A new law changing California immunization requirements for students passed on Sept. 29, 2010. For the next school year (2011 – 2012), students entering seventh grade and above are required to have proof of an adolescent whooping cough booster shot (“Tdap” shot) before starting school. For the next and subsequent school years, only students entering seventh grade will need proof of a Tdap shot before starting school.
“I have been a nurse for a very long time, and I have never seen any requirement this extensive,” said school nurse Sandee Velasquez. “As overwhelming as it is to make sure that every student between seventh and twelfth grade has received this vaccine before the start of school next year, I believe that this is a very important public health requirement.”
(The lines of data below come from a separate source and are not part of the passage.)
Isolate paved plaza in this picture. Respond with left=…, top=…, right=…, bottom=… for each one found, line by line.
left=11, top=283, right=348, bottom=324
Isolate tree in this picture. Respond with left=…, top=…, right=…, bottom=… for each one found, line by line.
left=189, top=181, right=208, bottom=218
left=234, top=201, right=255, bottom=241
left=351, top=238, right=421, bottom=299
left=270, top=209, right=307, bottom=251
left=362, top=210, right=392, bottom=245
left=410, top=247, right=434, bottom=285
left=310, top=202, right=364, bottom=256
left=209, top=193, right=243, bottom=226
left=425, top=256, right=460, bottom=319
The Tdap shot protects against the diseases tetanus, which causes painful tightening of the muscles, diphtheria, a throat infection that can lead to breathing problems, paralysis, heart failure, and death, and pertussis (whooping cough), which is contagious and causes coughing attacks that make it hard to breathe. Pertussis is especially severe and even sometimes fatal for babies.
“I have seen babies with whooping cough and it is a very sad and scary sight to watch a baby overcome by this preventable disease,” said Velasquez.
The new vaccine requirement was implemented to prevent the spread of the whooping cough disease among California’s youth. In the past, numerous schools in California have suffered from outbreaks which resulted in closing of schools because there were not enough healthy teachers. In 2010, California reported the most cases in more than 60 years.
Students at CVHS expressed their approval of the shot requirement.
“I think we should have the right to choose whether we want the shot or not,” said junior Cassandra Wong. “But I would still get the vaccine.”